Perché Android Auto wireless usa sia Bluetooth che Wi-Fi?
Android Auto Wireless: Il Segreto della Connessione tra Bluetooth e Wi-Fi
Salire in auto, accendere il motore e veder apparire Android Auto wireless sul cruscotto, pronto all’uso, è una comodità impagabile. Niente cavi, nessun intoppo per collegare lo smartphone, che può rimanere tranquillamente in tasca o nella borsa. Ciò che molti conducenti non sanno, tuttavia, è che questa esperienza "senza fili" richiede in realtà due connessioni separate che operano contemporaneamente: Bluetooth e Wi-Fi. La domanda sorge spontanea: perché entrambe? La risposta breve è che nessuna delle due tecnologie può svolgere il lavoro da sola.
Il Bluetooth gestisce due compiti specifici nell’ecosistema di Android Auto wireless: l’iniziale "stretta di mano" tra telefono e auto e le chiamate in vivavoce. Questa "stretta di mano" avvia l’intero processo. Essendo una tecnologia a basso consumo energetico, il Bluetooth permette al telefono di scansionare il sistema dell’auto in background, accoppiare i due dispositivi e scambiare le credenziali necessarie per avviare una connessione Wi-Fi. Il secondo compito, fondamentale per la sicurezza, è la gestione delle chiamate in vivavoce, instradando l’audio attraverso gli altoparlanti dell’auto utilizzando il protocollo Hands-Free. Disattivare il Bluetooth durante la guida interrompe semplicemente la connessione. Per queste ragioni, non è possibile eseguire Android Auto wireless senza Bluetooth. Inoltre, il Bluetooth ha un throughput dati limitato a circa 2-3 Mbps, sufficienti per il solo audio, ma non per uno streaming ad alta risoluzione di interfacce mappa, audio e input touch.
Una volta completata la "stretta di mano" Bluetooth e il dispositivo accoppiato all’auto, il telefono si connette a una rete locale peer-to-peer Wi-Fi Direct a 5GHz. È qui che avviene la magia: il Wi-Fi Direct fornisce la larghezza di banda necessaria per gestire tutto il resto. Parliamo dell’interfaccia utente, dell’audio di alta qualità proveniente dai servizi di streaming e di tutti i dati dei sensori (dettagli GPS, contachilometri, input touch sullo schermo, comandi vocali, luce ambientale, ecc.). La documentazione per sviluppatori di Android Auto di Google afferma chiaramente che il requisito del Wi-Fi a 5 GHz è tassativo perché il Bluetooth standard non ha la larghezza di banda per la proiezione video continua. Per questo motivo, i modelli di telefono più vecchi senza supporto Wi-Fi a 5 GHz semplicemente non possono eseguire Android Auto wireless.

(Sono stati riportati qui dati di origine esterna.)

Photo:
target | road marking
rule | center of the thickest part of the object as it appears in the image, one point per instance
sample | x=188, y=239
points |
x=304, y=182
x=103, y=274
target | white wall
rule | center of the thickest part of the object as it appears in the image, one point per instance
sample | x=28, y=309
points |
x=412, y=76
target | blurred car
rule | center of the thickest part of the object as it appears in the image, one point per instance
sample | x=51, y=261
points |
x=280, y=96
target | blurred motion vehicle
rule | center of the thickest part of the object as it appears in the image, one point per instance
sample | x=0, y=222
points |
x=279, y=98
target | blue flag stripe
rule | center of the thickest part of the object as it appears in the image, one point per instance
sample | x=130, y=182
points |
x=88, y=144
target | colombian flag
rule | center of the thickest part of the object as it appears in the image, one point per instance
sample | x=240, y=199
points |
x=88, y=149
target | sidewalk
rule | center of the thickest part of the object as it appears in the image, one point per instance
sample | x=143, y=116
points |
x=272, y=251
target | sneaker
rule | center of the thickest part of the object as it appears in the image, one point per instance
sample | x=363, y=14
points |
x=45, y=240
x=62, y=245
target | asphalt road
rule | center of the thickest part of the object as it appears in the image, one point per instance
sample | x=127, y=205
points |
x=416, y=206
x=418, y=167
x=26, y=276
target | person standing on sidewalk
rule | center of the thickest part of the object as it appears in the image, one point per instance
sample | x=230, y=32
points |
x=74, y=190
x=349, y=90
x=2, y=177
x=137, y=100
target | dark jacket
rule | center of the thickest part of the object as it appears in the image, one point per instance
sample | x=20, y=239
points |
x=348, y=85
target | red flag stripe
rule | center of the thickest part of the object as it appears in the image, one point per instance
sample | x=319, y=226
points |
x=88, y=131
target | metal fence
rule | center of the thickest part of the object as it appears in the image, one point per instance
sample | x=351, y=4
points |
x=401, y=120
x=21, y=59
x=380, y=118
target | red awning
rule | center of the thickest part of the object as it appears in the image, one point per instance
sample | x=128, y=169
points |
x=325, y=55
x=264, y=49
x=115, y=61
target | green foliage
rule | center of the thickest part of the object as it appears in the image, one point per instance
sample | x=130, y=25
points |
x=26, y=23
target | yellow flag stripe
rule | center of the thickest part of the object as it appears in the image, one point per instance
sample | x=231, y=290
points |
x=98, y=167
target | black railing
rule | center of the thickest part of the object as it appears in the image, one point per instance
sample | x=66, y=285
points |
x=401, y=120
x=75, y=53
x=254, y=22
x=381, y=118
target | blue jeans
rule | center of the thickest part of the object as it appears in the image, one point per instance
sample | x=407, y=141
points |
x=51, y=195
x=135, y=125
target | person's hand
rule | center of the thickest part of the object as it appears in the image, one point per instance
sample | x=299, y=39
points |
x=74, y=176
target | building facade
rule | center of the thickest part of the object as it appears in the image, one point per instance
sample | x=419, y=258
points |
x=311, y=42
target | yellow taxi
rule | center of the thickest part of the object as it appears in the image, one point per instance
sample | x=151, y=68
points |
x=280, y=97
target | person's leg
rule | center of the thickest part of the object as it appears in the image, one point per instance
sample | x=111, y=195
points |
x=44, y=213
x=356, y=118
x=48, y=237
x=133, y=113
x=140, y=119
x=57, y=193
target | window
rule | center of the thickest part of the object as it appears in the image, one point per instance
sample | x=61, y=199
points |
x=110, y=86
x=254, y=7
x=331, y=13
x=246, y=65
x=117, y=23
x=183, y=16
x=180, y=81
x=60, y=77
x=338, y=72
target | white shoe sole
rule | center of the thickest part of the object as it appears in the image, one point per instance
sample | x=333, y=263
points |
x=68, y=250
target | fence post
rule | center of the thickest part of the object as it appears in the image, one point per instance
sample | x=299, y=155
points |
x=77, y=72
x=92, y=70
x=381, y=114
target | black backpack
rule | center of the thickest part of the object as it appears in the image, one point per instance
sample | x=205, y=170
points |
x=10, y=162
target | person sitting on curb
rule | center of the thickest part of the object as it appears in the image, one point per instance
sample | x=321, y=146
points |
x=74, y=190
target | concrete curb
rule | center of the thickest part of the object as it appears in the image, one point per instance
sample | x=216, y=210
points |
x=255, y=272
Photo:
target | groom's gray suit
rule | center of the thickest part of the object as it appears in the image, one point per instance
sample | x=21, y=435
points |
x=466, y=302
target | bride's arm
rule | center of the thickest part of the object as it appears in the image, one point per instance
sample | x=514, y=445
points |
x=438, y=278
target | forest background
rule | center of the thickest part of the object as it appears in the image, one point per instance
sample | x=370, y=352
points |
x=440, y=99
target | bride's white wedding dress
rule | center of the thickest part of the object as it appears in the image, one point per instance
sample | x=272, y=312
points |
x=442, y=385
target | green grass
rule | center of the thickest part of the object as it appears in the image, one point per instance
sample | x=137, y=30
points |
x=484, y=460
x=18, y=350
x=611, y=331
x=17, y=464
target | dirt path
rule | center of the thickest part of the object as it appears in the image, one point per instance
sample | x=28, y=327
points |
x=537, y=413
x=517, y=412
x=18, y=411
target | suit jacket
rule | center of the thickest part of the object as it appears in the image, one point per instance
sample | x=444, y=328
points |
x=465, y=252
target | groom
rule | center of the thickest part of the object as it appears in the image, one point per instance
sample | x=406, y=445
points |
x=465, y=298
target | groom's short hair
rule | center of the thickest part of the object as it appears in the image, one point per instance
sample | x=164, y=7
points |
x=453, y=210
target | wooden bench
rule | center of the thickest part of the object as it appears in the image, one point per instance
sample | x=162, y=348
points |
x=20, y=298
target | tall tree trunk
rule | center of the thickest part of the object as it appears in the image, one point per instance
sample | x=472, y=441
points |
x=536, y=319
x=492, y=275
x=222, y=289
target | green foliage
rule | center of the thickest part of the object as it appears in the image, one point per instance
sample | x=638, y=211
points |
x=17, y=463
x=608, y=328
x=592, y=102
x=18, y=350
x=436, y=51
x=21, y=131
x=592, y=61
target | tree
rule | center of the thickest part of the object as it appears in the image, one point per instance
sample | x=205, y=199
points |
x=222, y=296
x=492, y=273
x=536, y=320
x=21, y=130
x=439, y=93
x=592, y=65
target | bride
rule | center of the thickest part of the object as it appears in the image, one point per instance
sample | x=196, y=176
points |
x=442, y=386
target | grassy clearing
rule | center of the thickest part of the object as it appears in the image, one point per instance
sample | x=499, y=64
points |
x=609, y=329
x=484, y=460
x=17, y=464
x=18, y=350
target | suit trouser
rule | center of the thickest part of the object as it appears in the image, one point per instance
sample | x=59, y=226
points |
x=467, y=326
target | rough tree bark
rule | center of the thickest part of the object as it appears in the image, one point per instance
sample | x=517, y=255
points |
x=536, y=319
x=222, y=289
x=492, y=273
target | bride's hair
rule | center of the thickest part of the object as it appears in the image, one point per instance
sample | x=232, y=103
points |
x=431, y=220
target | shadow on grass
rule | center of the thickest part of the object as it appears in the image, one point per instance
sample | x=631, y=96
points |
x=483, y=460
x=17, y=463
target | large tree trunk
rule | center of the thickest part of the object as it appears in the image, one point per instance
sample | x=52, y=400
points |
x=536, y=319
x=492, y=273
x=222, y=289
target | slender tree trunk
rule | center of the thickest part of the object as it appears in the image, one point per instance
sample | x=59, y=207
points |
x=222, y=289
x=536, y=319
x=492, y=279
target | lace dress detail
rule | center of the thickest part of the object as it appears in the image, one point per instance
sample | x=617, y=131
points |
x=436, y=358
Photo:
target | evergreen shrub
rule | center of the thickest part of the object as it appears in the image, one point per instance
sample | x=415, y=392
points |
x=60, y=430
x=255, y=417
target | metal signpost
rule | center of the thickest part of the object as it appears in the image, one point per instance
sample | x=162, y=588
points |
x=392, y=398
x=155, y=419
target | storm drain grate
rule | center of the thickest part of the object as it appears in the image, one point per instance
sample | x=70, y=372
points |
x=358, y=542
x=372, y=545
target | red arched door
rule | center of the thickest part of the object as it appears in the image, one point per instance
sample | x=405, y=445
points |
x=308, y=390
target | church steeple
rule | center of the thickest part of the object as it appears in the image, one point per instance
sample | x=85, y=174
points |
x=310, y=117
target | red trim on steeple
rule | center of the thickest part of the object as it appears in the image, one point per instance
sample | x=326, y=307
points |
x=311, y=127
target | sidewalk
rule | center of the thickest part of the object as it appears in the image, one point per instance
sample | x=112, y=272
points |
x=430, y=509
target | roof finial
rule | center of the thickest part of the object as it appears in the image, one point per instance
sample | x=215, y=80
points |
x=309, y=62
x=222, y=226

Molti veicoli supportano solo Android Auto cablato. Per fortuna, sono disponibili numerosi dongle sul mercato, come Carlinkit, AAWireless e Motorola MA1, che colmano questa lacuna utilizzando la stessa logica Bluetooth e Wi-Fi, ma con un livello aggiuntivo. Questi piccoli dongle si collegano alla porta USB dell’auto e simulano uno smartphone cablato. Il dongle si accoppia con il telefono tramite Bluetooth, stabilendo una connessione dati. Il telefono interrompe quindi il collegamento dati Bluetooth e si connette al dongle tramite Wi-Fi Direct a 5GHz, prima di tradurre quel flusso Wi-Fi in un segnale USB. Per l’auto, sembra di lavorare con una connessione cablata standard. È una soluzione semplice che non costerà una fortuna.

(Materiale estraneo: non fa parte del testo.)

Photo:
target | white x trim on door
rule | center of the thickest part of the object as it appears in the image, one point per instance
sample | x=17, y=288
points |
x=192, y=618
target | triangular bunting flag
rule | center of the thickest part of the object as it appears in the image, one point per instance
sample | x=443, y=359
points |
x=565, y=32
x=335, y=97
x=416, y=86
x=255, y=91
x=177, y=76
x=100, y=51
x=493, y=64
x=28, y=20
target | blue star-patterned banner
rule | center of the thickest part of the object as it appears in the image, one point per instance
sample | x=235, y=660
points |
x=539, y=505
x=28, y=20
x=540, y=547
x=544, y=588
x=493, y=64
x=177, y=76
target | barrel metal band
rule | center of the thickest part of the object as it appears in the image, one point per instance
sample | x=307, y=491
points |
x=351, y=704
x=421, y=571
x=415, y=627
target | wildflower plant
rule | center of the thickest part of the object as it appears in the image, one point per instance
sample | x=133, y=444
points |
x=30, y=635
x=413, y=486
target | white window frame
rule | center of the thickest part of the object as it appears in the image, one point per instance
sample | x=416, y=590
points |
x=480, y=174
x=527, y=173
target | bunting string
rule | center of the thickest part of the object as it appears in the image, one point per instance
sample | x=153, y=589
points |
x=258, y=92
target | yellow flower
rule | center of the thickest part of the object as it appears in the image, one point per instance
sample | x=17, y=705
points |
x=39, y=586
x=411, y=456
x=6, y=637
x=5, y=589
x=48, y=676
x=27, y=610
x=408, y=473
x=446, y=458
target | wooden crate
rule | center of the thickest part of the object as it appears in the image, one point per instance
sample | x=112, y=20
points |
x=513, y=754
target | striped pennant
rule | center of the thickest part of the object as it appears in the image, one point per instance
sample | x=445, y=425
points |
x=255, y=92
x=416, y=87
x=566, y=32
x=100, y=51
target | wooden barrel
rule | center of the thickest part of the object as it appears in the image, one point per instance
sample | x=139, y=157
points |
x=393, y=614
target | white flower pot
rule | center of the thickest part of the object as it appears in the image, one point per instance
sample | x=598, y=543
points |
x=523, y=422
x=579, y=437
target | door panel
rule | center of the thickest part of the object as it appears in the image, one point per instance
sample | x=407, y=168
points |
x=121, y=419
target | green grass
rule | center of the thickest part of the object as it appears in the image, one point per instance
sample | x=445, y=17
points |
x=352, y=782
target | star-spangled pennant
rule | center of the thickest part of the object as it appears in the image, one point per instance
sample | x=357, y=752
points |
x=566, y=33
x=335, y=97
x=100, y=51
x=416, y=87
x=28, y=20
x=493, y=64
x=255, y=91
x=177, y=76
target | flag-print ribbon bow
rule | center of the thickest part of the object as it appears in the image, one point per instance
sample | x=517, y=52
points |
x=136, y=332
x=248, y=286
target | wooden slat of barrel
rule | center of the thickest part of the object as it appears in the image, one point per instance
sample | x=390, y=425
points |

Sebbene l’uso di Android Auto wireless sia indubbiamente comodo, presenta alcuni svantaggi. Innanzitutto, sia Bluetooth che Wi-Fi devono rimanere attivi; disattivarne uno interrompe la connessione. Mantenere una connessione Wi-Fi a 5 GHz attiva, oltre a GPS e Bluetooth, può sicuramente scaricare la batteria del dispositivo. Inoltre, se si utilizza un dongle, può aggiungere un leggero ritardo nella connessione. È anche necessario disporre di un telefono con supporto Wi-Fi a 5GHz che esegua Android 11 o versioni successive.
In definitiva, Android Auto wireless funziona così fluidamente perché Bluetooth e Wi-Fi gestiscono ciascuno la parte del lavoro per cui sono più adatti. Quando si sa cosa succede dietro le quinte, può sembrare complicato, ma il risultato finale, una guida connessa e senza intoppi, ne vale decisamente la pena.